Foto di Alberto Blasetti
In una piccola saletta di un ristorante due pareti su quattro sono occupate da una libreria affollata di volumi. Non sono romanzi, saggi, tantomeno enciclopedie; si tratta di un sostanzioso archivio di riviste e guide gastronomiche. Sono ordinate in ordine temporale, divise per tipologia, con le prime uscite di Gault&Millau, Michelin, Arcigola, Gambero Rosso, L’Espresso a segnare gli scaffali più alti.
Inizio a sfogliare le prime, quando si avvicina un signore con aria navigata.
“Non c’è più la critica e la scrittura di un tempo. Leggi qualche pagina e vedrai che roba”.
Mi raccolgo e, dopo qualche istante di meditazione, consapevole che mi reputi un’assoluta neofita, controbatto: “Sarebbe curioso, per non dire altisonante, che si parlasse così di cucina e ristorazione a distanza di trent’anni!”.
Il signore mi osserva. Iniziamo a discutere sull’utilità della comunicazione specializzata, sul dualismo critica-giornalismo. Solo a distanza di qualche minuto inizia a capire le ragioni della mia risposta.
“Questi testi sono di grande piacevolezza e finezza ma non possiamo pensare che siano cambiate le tecniche di cucina, gli ingredienti, le tecnologie e non sia cambiato il linguaggio per comunicare questo settore” aggiungo a un certo punto.
“Se la guardo dalla mia esperienza e memoria vedo tanta superficialità oggi” - continua lui. “Che ne dici di tutte queste persone che si ergono a giudici e critici? Chi mi dice che i clienti siano in grado di discernere chi è capace, e competente, e chi no? Tanti linguaggi sembrano omologati e banali.
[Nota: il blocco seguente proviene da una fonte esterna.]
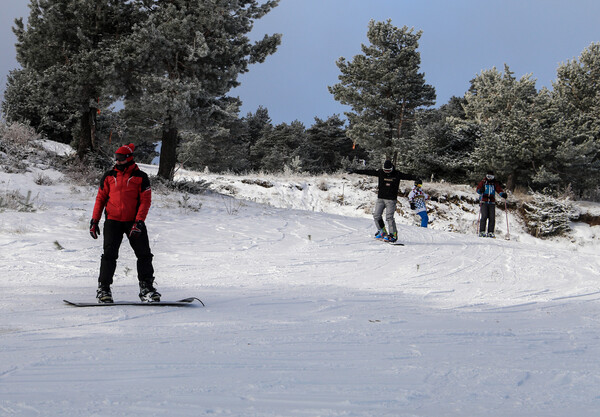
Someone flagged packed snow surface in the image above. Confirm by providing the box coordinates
[0,161,600,417]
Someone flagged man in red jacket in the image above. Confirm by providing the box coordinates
[90,143,160,303]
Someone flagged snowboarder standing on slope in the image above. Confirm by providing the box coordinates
[408,180,429,227]
[351,160,415,242]
[90,143,160,303]
[477,171,507,237]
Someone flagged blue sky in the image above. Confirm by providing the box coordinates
[0,0,600,127]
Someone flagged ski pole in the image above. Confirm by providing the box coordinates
[504,198,510,240]
[475,201,481,235]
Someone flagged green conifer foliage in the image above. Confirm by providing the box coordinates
[3,0,142,157]
[329,20,435,159]
[120,0,281,179]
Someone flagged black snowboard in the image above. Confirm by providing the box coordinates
[63,297,204,307]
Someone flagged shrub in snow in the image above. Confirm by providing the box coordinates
[521,193,576,238]
[0,190,35,212]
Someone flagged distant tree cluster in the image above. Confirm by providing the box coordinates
[401,43,600,198]
[2,8,600,198]
[2,0,281,178]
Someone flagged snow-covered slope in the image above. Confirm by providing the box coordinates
[0,154,600,417]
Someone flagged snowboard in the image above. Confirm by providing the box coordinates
[63,297,204,307]
[375,238,404,246]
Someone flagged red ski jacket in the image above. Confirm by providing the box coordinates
[92,164,152,222]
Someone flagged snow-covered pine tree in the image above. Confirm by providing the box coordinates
[3,0,139,157]
[522,192,576,238]
[329,20,435,163]
[547,43,600,196]
[120,0,281,179]
[457,65,552,189]
[251,120,306,172]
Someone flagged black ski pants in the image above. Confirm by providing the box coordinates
[479,203,496,233]
[98,220,154,286]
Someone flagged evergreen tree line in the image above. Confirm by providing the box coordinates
[2,6,600,196]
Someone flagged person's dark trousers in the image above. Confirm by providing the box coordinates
[98,220,154,286]
[479,203,496,233]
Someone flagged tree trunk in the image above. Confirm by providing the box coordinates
[77,108,96,159]
[506,172,515,191]
[158,122,179,180]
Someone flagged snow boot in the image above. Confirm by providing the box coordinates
[375,227,387,239]
[96,285,113,303]
[383,232,398,243]
[139,281,160,303]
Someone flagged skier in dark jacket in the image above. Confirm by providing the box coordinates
[90,143,160,303]
[477,171,507,237]
[351,160,415,242]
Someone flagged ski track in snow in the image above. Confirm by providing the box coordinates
[0,165,600,417]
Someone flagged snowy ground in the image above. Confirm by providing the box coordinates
[0,148,600,417]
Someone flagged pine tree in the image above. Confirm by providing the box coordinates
[251,120,306,172]
[400,97,477,182]
[547,43,600,195]
[456,65,551,189]
[116,0,281,179]
[329,20,435,162]
[3,0,143,157]
[297,115,358,174]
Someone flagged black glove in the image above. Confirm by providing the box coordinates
[90,219,100,239]
[129,220,145,237]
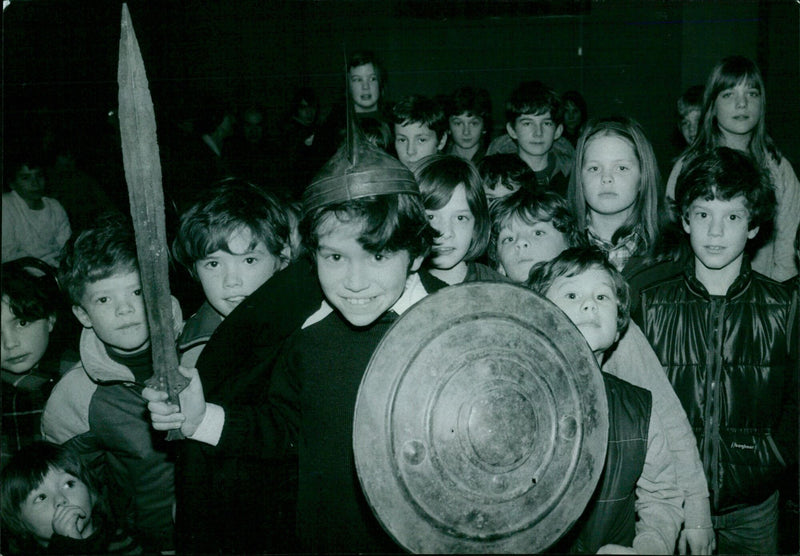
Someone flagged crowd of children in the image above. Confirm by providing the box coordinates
[0,52,800,554]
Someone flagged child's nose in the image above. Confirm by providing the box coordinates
[344,264,369,292]
[0,329,19,349]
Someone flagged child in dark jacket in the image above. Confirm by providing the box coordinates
[0,442,142,554]
[144,130,434,552]
[636,147,797,554]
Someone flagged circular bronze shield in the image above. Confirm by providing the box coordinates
[353,283,608,553]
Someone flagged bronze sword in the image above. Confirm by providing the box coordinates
[117,4,189,440]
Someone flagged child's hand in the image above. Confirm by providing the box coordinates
[678,527,717,554]
[53,504,91,539]
[597,544,636,554]
[142,367,206,437]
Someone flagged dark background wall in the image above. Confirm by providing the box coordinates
[3,0,800,189]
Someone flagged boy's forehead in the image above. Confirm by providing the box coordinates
[517,108,553,121]
[394,120,436,135]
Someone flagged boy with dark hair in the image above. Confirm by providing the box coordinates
[2,149,72,266]
[391,95,448,171]
[506,81,574,196]
[145,131,434,552]
[445,87,492,164]
[636,147,797,554]
[172,178,292,367]
[42,218,182,550]
[526,247,683,554]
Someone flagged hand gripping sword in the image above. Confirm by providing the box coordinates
[117,4,189,440]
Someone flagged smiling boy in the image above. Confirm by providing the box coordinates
[636,147,797,554]
[42,218,181,550]
[145,134,434,552]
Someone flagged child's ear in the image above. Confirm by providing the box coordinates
[72,305,92,328]
[506,123,517,141]
[436,133,450,151]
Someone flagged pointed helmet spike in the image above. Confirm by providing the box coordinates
[303,50,419,215]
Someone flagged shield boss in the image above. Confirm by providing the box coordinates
[353,283,608,553]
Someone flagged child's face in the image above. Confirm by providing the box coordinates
[506,110,564,157]
[350,63,381,113]
[714,81,761,141]
[10,165,45,200]
[194,228,285,317]
[678,108,700,145]
[0,297,56,374]
[545,268,619,357]
[425,184,475,270]
[20,468,95,544]
[72,271,150,353]
[497,216,569,283]
[315,215,422,326]
[683,195,758,274]
[483,180,519,202]
[450,112,483,150]
[581,135,641,216]
[394,122,447,168]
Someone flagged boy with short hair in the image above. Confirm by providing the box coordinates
[506,81,574,196]
[172,178,291,367]
[489,188,586,283]
[526,247,683,554]
[145,138,435,552]
[42,218,182,550]
[391,95,448,171]
[636,147,797,554]
[678,85,705,146]
[478,153,536,206]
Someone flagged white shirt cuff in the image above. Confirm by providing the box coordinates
[189,403,225,446]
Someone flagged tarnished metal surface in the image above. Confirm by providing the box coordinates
[353,283,608,553]
[117,4,189,426]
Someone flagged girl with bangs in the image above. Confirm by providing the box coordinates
[414,155,505,285]
[567,117,664,272]
[667,56,800,281]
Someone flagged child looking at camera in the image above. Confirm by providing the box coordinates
[172,179,291,367]
[0,442,142,554]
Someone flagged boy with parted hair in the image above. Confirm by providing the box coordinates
[526,247,683,554]
[391,95,449,171]
[506,81,574,196]
[42,217,182,551]
[636,147,797,554]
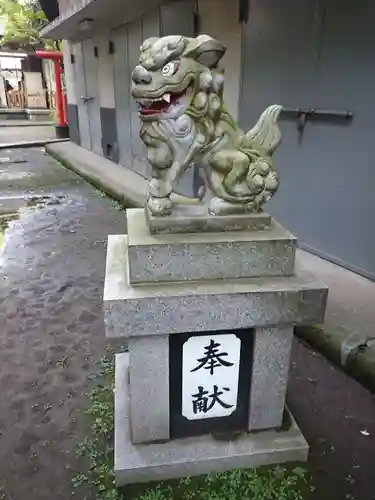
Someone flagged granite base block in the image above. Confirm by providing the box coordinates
[248,325,293,431]
[145,203,271,234]
[104,235,328,337]
[127,209,297,285]
[129,335,170,443]
[115,354,308,486]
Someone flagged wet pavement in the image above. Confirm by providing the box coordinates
[0,149,375,500]
[0,124,56,146]
[0,149,126,500]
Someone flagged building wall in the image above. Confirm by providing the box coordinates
[240,0,375,279]
[64,0,242,196]
[62,40,81,145]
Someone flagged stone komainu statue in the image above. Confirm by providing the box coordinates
[132,35,282,215]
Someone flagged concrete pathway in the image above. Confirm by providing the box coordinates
[0,149,126,500]
[297,251,375,392]
[0,149,375,500]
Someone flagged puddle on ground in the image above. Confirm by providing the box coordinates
[25,195,66,208]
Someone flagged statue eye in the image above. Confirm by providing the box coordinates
[161,62,179,76]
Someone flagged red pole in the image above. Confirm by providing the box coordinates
[54,59,66,127]
[35,50,68,127]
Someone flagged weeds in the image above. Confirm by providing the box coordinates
[72,349,309,500]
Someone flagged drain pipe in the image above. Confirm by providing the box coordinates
[34,50,69,139]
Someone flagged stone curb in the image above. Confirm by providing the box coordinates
[0,120,56,127]
[0,138,69,149]
[295,325,375,393]
[46,141,198,208]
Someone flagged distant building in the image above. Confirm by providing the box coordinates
[41,0,375,279]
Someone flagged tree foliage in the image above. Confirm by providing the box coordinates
[0,0,54,50]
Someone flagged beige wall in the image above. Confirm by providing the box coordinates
[198,0,242,119]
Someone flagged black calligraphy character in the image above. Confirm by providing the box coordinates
[192,385,233,414]
[192,386,208,414]
[191,339,233,375]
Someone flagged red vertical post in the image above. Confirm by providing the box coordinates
[35,50,69,137]
[54,59,66,127]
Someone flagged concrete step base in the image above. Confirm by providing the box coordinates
[115,353,308,486]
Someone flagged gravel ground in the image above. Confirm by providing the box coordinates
[0,149,375,500]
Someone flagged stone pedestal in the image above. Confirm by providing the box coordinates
[104,209,327,485]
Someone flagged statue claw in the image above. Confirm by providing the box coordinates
[147,196,173,217]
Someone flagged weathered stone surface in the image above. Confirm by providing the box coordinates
[145,204,271,234]
[249,326,293,431]
[104,235,327,337]
[129,335,169,443]
[115,354,308,486]
[127,209,296,285]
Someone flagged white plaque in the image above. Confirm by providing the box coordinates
[182,334,241,420]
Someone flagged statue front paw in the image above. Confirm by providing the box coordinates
[147,196,173,217]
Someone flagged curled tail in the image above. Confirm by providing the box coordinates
[241,104,283,156]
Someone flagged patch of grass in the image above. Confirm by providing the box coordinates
[0,213,20,232]
[72,349,309,500]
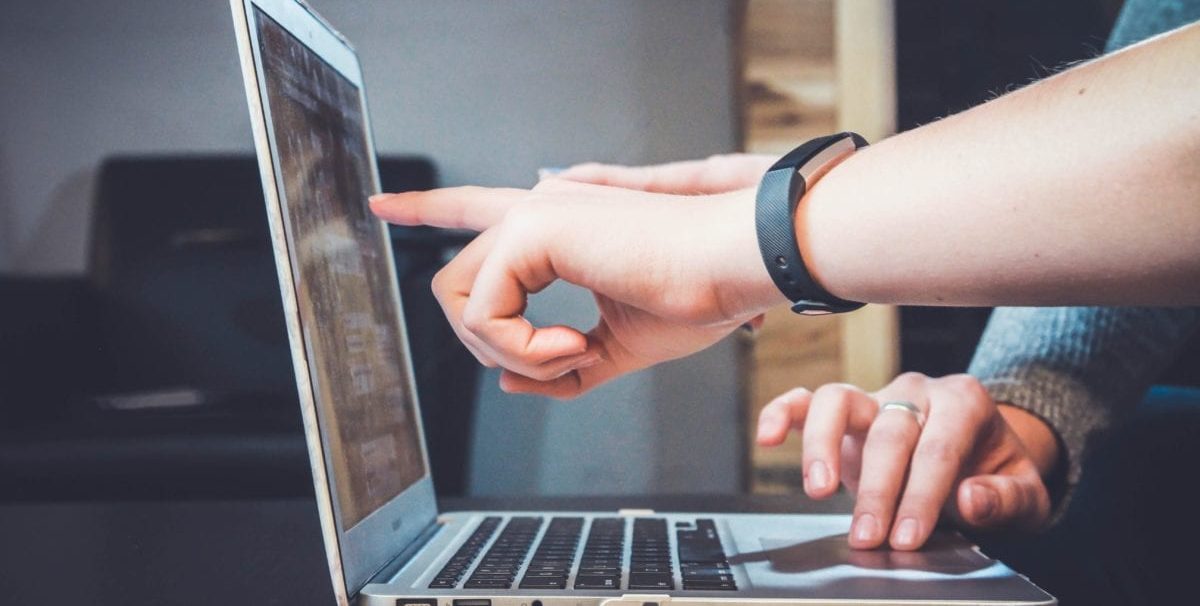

E poi l’abbondanza di immagini, danno alla testa tutti questi scatti di piatti”.
La conversazione prende una piega stimolante.
“Concordo con lei" - lo fermo. “Il punto non è se è cambiato, perché è ragionevole che sia così, ma è capire quali sono gli attori e le voci autorevoli che possano dire qualcosa di utile, e interessante, per questo settore. E poi la questione della misura”.